In tempi di malinconia spinta, tre punti fuori casa sono pura rigenerazione dello spirito. In tempi di Ibarbi malvestiti, d’ansia e d’infortuni senza controllo, l’idea di aver messo le basi per una settimana tranquilla vale più di una benzodiazepina: «Non siamo stati perfetti, ma mi è piaciuto il modo in cui umilmente abbiamo accettato la parte di chi soffre, senza perdere gli equilibrio o il controllo», ammette Garcia, che non ha visto cali di concentrazione individuali o collettivi. Si è solo indispettito per l’amnesia che ha provocato il gol subito allo scadere (“che rabbia!”). Già con il bagnoschiuma in mano, Astori e Cholevas non sono riusciti a capire che quel ragazzo belga da poco entrato, Mpoku, che a fine partita girava con la maglietta del connazionale Nainggolan, era probabilmente il migliore dei suoi e andava marcato senza bagnoschiuma (50’ st).
È finita 2-1, la Roma, ancora troppo sbilenca per mostrare autorevolezza, ha meritato per la pazienza dimostrata quando era chiaro che anche ieri, con una struttura inedita, molte incognite circa la salute dei soggetti coinvolti (Totti, Pjanic, la non eccelsa condizione di Nainggolan) e un inizio choc di Torosidis contro Avelar, non sarebbe mai potuta tornare regina: non si guarisce in poche ore soprattutto se i malati superano i sani e se le urgenze emotive prevalgono sul bisogno di ricercare la bellezza. Decisivi gli sforzi supplementari di Ljajic e Verde nel primo tempo e il buon approccio alla partita di Paredes nel secondo. Ljajic si muoveva con i tempi giusti senza palla, lo scugnizzo era capace di triplicarsi, fra mansioni d’ala d’altri tempi, attaccante centrale e uomo assist, Paredes segnava il raddoppio (40’ st).

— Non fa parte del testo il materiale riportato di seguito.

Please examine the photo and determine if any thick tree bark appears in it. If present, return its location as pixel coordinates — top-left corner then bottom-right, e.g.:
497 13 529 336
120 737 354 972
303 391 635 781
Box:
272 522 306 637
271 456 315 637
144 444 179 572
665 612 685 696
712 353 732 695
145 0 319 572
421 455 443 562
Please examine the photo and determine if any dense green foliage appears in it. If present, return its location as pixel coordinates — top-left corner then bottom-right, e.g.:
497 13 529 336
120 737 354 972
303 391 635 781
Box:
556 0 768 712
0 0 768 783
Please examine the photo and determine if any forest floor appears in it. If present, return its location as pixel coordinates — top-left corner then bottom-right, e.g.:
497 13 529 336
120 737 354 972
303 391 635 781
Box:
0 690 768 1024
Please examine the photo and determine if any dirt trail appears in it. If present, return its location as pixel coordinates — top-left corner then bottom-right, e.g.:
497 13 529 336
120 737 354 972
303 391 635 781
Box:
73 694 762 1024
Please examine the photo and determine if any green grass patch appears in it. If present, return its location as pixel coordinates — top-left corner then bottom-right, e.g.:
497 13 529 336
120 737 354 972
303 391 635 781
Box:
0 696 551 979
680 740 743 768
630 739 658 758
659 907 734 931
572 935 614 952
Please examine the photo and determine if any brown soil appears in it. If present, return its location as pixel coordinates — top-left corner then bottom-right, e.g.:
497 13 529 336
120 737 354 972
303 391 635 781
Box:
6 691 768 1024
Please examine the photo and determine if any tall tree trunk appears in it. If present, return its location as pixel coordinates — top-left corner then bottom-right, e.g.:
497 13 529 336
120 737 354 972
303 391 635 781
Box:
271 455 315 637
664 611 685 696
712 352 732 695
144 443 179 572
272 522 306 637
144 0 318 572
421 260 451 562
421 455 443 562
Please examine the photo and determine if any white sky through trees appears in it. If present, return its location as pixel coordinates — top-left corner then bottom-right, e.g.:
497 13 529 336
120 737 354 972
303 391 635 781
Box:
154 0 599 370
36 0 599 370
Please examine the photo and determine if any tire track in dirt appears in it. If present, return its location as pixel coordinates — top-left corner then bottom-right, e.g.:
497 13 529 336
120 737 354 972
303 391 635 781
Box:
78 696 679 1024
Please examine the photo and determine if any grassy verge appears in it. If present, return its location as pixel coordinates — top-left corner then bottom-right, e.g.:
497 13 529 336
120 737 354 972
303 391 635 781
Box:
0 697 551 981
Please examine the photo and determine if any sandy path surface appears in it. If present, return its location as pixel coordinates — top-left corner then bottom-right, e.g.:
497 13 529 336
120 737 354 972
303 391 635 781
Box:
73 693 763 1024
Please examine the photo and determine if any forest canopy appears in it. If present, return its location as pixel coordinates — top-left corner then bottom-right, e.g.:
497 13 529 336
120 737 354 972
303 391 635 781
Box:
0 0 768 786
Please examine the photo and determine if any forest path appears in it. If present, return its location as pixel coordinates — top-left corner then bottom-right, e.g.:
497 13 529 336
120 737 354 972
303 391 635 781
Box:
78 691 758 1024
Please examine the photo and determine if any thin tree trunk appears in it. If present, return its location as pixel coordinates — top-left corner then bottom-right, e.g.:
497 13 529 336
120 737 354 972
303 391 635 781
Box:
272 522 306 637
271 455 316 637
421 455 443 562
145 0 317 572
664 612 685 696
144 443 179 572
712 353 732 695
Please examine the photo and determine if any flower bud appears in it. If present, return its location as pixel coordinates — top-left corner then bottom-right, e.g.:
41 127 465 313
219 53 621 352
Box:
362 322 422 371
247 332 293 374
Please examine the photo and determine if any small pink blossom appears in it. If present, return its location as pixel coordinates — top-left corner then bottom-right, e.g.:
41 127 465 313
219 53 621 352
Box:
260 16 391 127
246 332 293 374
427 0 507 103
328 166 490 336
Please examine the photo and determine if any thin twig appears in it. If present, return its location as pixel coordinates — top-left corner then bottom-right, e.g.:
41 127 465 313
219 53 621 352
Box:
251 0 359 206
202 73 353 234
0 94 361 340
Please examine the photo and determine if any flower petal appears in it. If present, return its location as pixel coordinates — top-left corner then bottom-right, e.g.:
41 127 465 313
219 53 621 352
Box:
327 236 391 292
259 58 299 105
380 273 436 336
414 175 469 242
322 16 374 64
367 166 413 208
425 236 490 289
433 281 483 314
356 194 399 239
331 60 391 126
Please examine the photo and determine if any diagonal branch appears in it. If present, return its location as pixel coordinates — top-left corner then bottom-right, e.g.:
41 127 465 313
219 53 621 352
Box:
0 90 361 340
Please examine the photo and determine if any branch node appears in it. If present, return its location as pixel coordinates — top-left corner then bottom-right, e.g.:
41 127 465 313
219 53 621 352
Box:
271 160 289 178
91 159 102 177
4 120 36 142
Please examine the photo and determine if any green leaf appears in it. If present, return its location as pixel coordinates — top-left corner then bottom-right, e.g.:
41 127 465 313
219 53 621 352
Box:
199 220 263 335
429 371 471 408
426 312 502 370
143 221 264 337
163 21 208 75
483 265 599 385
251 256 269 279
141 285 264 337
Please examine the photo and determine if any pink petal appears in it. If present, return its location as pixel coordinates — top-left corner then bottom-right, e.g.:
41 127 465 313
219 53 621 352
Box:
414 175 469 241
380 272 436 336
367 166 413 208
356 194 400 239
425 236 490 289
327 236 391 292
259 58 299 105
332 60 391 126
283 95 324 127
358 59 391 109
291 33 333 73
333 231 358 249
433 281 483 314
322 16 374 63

Ma a parte il bel duetto del primo vantaggio, Ljajic-Verde-Ljajic, assist a palombella dello scugnizzo di Fuorigrotta (cresciuto nel Pigna Calcio nel mito di Cristiano Ronaldo e Totti, 19 anni il prossimo giugno, arrivato nel 2010 a Trigoria, dove Montella l’ha trasformato da terzino in attaccante) e conclusione di punta sotto la traversa di Adem (38’ pt), non si può dire che sia stata una partita memorabile, di movimenti orchestrali, ritmi inglesi, trovate tattiche. La Roma doveva solo vincere, il Cagliari avrebbe dovuto cercare quantomeno di non perdere. Ci sarebbe forse riuscito se Cop, se quel “benedetto ragazzo là davanti”, come l’ha apostrofato il suo nuovo tecnico, non si fosse divorato il pareggio dopo un indifendibile balletto di Yanga-Mbiwa (33’ st).
Ieri ha vinto la Roma 4, quella dei “dickensiani”, dei ragazzini sbattuti in panchina per mesi e che per mesi non hanno fatto altro che scaldarsi, rimediando spiccioli di minuti (Paredes un po’ di più senza brillare. Con Sanabria per mezz’ora al posto di Totti, sono stati loro, gli Oliver Twist di Trigoria, a trascinare la seconda in classifica più triste del mondo fuori dallo stagno dei pareggi. La Roma di Garcia era un romanzo d’avventura: ogni pagina una trovata, un colpo di scena. Negli ultimi tempi non succedeva più niente: sembrava diventata un romanzo di Fogazzaro. Ripartire da Cagliari, dal recupero di qualche “stella”, dal piacere ritrovato della fatica comune e da Oliver Twist per dimenticare Fogazzaro e tornare quelli di prima. Quelli che stupivano.